3.3. Results and Discussion
3.3.1. Oil Displacement Efficiency
Type I and Type III polymer surfactant solutions of three viscosities 30 mPa·s, 40 mPa·s, and 60 mPa·s were selected for coreflooding experiment. The oil displacement efficiency results were compared with that of the conventional polymer with a viscosity of 30 mPa·s. The injected polymer slug size is always maintained 0.57 PV at each experiment. Experimental results are listed in Tables 5, 6, and 7.
It is shown that both of the two polymer surfactant flooding can improve oil recovery by more than 10% after water flooding, and the oil displacement efficiency increases with the increase of solution concentration. At the same viscosity, the oil displacement efficiency of Type III polymer surfactant is better than that of Type I, and the efficiency of Type I and conventional polymer is almost the same.

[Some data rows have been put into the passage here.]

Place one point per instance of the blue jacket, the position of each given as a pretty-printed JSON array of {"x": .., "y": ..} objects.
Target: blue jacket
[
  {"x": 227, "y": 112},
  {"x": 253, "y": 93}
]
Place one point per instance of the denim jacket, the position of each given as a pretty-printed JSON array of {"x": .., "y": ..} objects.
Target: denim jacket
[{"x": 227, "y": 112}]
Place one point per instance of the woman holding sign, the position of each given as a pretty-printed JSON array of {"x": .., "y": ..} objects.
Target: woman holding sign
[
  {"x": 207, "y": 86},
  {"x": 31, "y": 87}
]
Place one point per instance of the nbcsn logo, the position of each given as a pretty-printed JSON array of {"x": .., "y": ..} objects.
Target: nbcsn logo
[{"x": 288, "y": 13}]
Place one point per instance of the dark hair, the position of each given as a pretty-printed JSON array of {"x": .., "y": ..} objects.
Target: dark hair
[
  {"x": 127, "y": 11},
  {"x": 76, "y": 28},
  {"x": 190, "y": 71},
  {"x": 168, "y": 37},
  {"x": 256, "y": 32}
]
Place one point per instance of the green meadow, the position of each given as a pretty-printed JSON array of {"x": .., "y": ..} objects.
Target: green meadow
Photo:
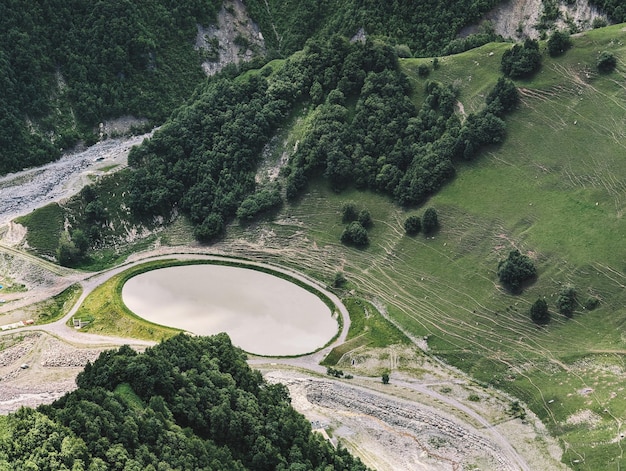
[{"x": 555, "y": 190}]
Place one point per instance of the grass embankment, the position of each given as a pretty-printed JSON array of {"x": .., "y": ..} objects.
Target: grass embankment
[
  {"x": 108, "y": 315},
  {"x": 45, "y": 226},
  {"x": 368, "y": 328},
  {"x": 556, "y": 189}
]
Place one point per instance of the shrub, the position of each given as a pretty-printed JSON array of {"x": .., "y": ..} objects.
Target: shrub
[
  {"x": 558, "y": 43},
  {"x": 412, "y": 225},
  {"x": 515, "y": 270},
  {"x": 606, "y": 62}
]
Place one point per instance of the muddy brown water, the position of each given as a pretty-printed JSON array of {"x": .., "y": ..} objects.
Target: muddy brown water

It is indicated that the follow-up water flooding after polymer surfactant is significantly longer than conventional polymer, and corresponding water injection volume is larger (Figure 4). For example, the follow-up water flooding after Type III is the longest and this process needs about 1.17 PV injection water. While Type I requires only about 0.78 PV injection water, the difference is 0.39 PV. This is due to the ability of Type III polymer to change rock wettability and reduce interfacial tension. This ability leads to residual oil saturation further reducing and thus improves microscopic oil displacement efficiency.
3.3.2. Injection Pressure
As shown in Figure 4, polymer surfactant injection pressure is higher than conventional polymer in coreflooding experiment. At the same viscosity, the polymer surfactant thread molecule is larger than the conventional polymer and then results in the higher injection pressure.

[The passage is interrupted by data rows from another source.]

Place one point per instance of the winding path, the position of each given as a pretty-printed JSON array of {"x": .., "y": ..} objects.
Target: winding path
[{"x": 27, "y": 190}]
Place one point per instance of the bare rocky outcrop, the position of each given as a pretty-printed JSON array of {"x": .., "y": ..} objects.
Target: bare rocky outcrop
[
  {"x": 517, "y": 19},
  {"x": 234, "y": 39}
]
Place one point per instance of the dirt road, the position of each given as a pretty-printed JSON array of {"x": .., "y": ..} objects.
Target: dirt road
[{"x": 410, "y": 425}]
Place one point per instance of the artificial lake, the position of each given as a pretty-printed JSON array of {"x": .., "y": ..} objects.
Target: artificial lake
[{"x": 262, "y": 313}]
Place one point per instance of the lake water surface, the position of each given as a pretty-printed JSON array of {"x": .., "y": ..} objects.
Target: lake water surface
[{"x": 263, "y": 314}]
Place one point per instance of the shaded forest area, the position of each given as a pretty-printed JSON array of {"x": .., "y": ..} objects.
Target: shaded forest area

It can be seen that the injection pressure is relatively high for Type I and Type III polymer surfactant at 40 mPa·s and 60 mPa·s from Figures 4 and 5. High injection pressure may result in some injection problems when applied in low permeability oilfield. But both Type I and Type III polymer surfactant have a lower injection pressure at 30 mPa·s. In follow-up water flooding, the strong adsorption of polymer surfactant can maintain high injection pressure and obtain larger swept volume so that oil recovery can be improved. In addition, polymer surfactant can reach or even exceed the conventional polymer displacement efficiency at a lower concentration under the same conditions. Overall, it is suggested that Type III polymer surfactant solution of 30 mPa·s is the most reasonable choice as injection agent.

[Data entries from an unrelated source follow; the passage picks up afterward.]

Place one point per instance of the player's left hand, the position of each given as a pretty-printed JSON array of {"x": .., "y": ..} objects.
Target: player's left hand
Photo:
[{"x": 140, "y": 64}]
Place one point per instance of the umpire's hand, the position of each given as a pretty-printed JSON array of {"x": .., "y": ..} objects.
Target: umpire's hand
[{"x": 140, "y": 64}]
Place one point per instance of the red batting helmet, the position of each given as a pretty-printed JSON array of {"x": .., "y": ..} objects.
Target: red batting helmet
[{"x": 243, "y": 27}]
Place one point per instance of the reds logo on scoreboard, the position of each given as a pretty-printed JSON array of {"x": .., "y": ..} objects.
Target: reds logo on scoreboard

(1)The property of increasing viscosity of polymer surfactant is better than that of conventional polymer. In fresh water, the property of Type I is better than Type III. However, the situation is just the reverse in produced water.(2)Compared with the conventional intermediate-molecular-weight polymer produced by Daqing Refining and Chemical Company, polymer surfactants possess a certain ability to reduce the interfacial tension and change the wettability of rock.(3)Oil displacement efficiency increases with the increase of solution viscosity. At the same viscosity, the oil displacement efficiency of Type III polymer surfactant is better than that of Type I, and the efficiency of Type I and conventional polymer is almost the same.(4)Type III polymer surfactant has great injection capacity when viscosity is 30 mPa·s, which is suited for the application in Pubei low-permeability reservoirs. So, Type III polymer surfactant solution prepared with fresh water is recommended.